There are many similarities between the House and Senate bills, the most significant being the adoption of a first-to-file patent system.  See our previous posts on the subject here and here.  Among the differences is the treatment of the “prior user defense.”  Under current law, the prior user defense may be raised only by a party accused of infringing a business method patent.  Generally, if the defendant is able to show a reduction to practice at least one year before the patent filing date and commercial use before that date, the defendant “prior user” is not liable for infringing the patent.

Whereas the Senate bill only requires a study and report of the issue, the House bill would actually expand the prior user defense to all patents, with exceptions only for certain federally funded organizations.  In his letter, Secretary Locke indicated that the Administration supports the House’s attempt to expand the prior user defense, stating that “[a]s a matter of fairness, we believe that innovators who independently create and commercialize technology should not be penalized for, or deprived of, their investment.  As a result, we believe that the availability of a prior user defense is, on balance, good policy.”

Also included in the report were dissenting views from Rep. John Conyers, Jr. (D-MI) and additional views from Reps. Howard Berman (D-CA), Melvin Watt (D-NC), and Zoe Lofgren (D-CA).  Those representatives who submitted additional views stated objections to certain provisions of the proposed post-grant review process.  Among other issues with the House bill, Rep. Conyers voiced his disagreement with a section that proposes a retroactive post-grant review of financially-related business method patents:

[I]t is unfair and inappropriate to force specific patent holders that have been through reexamination, or that have survived years of legal challenge, to defend their patents under an entirely new set of rules at the USPTO.  It is also contrary to patent law norms and establishes a bad precedent for our trade partners to force a small subset of patent holders—those who have invented financially-related business methods and associated apparatus—to defend themselves in a new, retroactive procedure that does not apply to other patent holders.

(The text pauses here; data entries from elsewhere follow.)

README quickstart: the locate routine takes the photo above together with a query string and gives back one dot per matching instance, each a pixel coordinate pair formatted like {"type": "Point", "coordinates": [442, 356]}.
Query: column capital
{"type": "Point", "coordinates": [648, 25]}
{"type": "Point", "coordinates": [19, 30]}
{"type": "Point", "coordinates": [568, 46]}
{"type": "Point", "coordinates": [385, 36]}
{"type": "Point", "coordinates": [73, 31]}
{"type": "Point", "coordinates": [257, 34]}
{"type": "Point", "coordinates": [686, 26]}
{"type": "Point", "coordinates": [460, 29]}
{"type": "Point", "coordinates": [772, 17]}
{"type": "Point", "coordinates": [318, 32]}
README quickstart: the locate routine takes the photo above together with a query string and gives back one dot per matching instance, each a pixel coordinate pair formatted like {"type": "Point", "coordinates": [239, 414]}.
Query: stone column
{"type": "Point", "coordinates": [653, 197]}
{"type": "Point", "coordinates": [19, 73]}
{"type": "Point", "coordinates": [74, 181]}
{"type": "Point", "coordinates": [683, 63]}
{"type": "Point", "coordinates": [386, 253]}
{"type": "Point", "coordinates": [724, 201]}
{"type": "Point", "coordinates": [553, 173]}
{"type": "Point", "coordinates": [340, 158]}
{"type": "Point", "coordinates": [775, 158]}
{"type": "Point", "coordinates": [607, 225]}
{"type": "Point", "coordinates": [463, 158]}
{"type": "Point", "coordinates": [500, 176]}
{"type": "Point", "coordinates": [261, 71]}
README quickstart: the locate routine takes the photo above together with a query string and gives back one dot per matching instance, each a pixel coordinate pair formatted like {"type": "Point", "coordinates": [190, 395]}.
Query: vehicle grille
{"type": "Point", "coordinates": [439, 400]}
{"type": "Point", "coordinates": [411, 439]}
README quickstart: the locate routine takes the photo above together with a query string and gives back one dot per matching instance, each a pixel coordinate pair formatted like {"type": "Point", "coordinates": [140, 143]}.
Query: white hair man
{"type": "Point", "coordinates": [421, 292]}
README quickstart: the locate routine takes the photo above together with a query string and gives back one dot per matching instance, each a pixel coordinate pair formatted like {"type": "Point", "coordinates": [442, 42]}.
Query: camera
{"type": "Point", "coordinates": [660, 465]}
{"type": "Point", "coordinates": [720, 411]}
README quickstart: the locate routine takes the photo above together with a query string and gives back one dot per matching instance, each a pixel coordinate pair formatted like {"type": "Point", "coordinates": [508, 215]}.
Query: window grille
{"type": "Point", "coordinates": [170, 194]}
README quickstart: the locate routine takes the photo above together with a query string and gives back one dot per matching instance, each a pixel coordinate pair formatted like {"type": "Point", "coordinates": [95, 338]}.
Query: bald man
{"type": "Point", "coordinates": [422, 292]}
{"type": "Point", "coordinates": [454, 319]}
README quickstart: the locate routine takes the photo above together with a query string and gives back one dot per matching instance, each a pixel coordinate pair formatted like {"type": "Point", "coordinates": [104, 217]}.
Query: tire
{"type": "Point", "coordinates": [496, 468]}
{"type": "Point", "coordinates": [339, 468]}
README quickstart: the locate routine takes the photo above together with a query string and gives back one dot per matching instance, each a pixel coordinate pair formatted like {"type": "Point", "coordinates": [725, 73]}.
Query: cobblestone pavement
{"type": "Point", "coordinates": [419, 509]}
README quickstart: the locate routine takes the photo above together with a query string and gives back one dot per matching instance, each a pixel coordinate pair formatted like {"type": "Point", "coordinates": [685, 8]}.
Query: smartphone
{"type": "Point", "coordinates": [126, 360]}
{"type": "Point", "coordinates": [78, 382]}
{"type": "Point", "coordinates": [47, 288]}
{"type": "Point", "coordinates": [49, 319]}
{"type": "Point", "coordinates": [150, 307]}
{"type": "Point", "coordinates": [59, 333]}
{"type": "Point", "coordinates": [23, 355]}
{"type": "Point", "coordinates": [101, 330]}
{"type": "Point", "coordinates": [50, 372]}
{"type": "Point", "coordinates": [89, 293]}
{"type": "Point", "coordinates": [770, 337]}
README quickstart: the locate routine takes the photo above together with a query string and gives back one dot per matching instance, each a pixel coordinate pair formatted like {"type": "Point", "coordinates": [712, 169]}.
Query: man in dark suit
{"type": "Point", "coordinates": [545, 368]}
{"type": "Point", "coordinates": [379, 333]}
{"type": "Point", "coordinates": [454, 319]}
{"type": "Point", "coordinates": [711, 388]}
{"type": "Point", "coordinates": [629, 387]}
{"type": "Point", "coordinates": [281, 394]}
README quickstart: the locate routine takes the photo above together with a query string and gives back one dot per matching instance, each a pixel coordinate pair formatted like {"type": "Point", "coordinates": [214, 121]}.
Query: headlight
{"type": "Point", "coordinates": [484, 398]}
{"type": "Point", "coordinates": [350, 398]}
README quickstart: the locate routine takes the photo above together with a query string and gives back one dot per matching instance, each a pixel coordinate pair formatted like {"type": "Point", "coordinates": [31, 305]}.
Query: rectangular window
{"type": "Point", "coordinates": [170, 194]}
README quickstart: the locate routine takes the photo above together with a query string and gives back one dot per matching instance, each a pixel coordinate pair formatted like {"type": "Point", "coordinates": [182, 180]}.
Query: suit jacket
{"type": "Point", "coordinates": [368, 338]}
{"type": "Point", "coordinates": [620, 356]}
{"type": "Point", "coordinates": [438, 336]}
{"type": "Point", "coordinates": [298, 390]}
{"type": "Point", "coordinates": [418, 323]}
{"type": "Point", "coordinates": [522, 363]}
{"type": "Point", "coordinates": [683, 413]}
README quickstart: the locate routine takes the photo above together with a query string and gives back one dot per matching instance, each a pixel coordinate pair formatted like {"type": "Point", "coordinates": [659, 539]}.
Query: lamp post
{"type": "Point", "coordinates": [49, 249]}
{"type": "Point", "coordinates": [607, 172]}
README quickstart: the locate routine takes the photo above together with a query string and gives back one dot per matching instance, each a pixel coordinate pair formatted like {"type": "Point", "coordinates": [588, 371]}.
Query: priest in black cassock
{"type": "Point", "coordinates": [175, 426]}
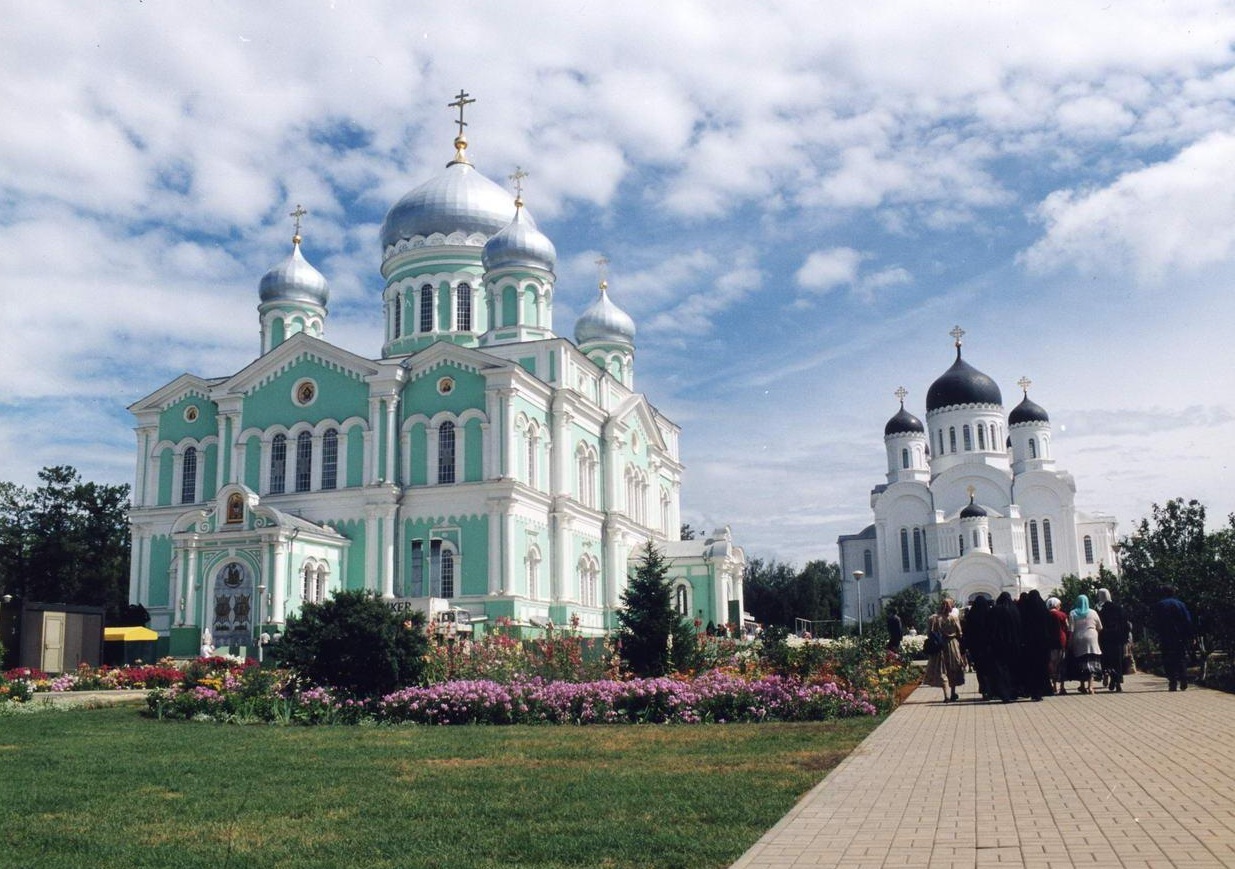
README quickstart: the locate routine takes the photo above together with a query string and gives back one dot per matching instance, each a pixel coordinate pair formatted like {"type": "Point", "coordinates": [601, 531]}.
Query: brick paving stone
{"type": "Point", "coordinates": [1145, 778]}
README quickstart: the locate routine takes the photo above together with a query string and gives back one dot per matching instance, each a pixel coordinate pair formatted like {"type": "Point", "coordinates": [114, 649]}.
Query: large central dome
{"type": "Point", "coordinates": [457, 199]}
{"type": "Point", "coordinates": [962, 384]}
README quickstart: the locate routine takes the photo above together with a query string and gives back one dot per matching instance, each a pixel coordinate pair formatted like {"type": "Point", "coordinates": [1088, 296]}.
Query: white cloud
{"type": "Point", "coordinates": [1150, 224]}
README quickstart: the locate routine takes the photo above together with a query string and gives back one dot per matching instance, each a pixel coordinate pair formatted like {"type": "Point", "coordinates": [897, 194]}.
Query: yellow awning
{"type": "Point", "coordinates": [127, 635]}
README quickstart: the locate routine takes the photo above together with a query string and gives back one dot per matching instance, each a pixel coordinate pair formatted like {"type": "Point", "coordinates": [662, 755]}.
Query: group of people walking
{"type": "Point", "coordinates": [1031, 648]}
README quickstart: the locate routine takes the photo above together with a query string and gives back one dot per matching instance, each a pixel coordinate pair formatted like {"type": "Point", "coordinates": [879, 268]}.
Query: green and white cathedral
{"type": "Point", "coordinates": [483, 467]}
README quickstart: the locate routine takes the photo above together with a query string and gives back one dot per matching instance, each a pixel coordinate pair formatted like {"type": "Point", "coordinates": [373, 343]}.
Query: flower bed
{"type": "Point", "coordinates": [711, 698]}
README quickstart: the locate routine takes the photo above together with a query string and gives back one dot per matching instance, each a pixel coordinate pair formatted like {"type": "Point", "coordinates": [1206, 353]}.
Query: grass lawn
{"type": "Point", "coordinates": [108, 788]}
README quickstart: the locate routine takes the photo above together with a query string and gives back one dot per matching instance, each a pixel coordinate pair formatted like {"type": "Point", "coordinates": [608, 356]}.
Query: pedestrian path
{"type": "Point", "coordinates": [1145, 778]}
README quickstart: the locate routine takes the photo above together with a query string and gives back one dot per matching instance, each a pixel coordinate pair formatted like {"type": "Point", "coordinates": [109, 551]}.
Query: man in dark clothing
{"type": "Point", "coordinates": [1173, 623]}
{"type": "Point", "coordinates": [895, 632]}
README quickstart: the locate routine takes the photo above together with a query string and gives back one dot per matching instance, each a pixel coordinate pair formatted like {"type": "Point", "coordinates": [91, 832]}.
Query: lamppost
{"type": "Point", "coordinates": [857, 582]}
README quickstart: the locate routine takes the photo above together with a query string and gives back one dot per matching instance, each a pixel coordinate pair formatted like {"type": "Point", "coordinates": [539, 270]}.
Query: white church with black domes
{"type": "Point", "coordinates": [482, 464]}
{"type": "Point", "coordinates": [973, 503]}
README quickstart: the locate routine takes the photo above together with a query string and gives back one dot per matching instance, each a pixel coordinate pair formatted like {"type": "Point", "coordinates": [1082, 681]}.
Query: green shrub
{"type": "Point", "coordinates": [355, 643]}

In support of this provision, Secretary Locke stated that it would “enable the USPTO, upon petition, to review the validity of a limited range of business method patents to address particular challenges faced in this technology area as a result of case law developments.”

Of particular interest to practitioners in the Eastern District of Virginia is a provision in both the House and Senate bills that would change the venue for challenging certain USPTO decisions from the District of Columbia to the Eastern District of Virginia.  The report states that this is an effort to correct an inadvertent inconsistency in prior legislation: “Because the USPTO no longer resides in the District of Columbia, the sections that authorize venue for litigation against the USPTO are consistently changed to reflect the venue where the USPTO currently resides.”

While the America Invents Act continues on its path toward becoming law, there are still opportunities for significant amendments.  Although a date to consider the House bill has not been set, it has been placed on the House Union Calendar. Moving forward, not only will the full House have a chance to amend or reject the bill, but even if approved, the House and Senate bills must then be reconciled and approved by both chambers before finally heading to President Obama’s desk.

As the bill moves through this process, the present status can be found on the Library of Congress’s legislative information website, THOMAS.  The full text of the House bill in its current form is available here.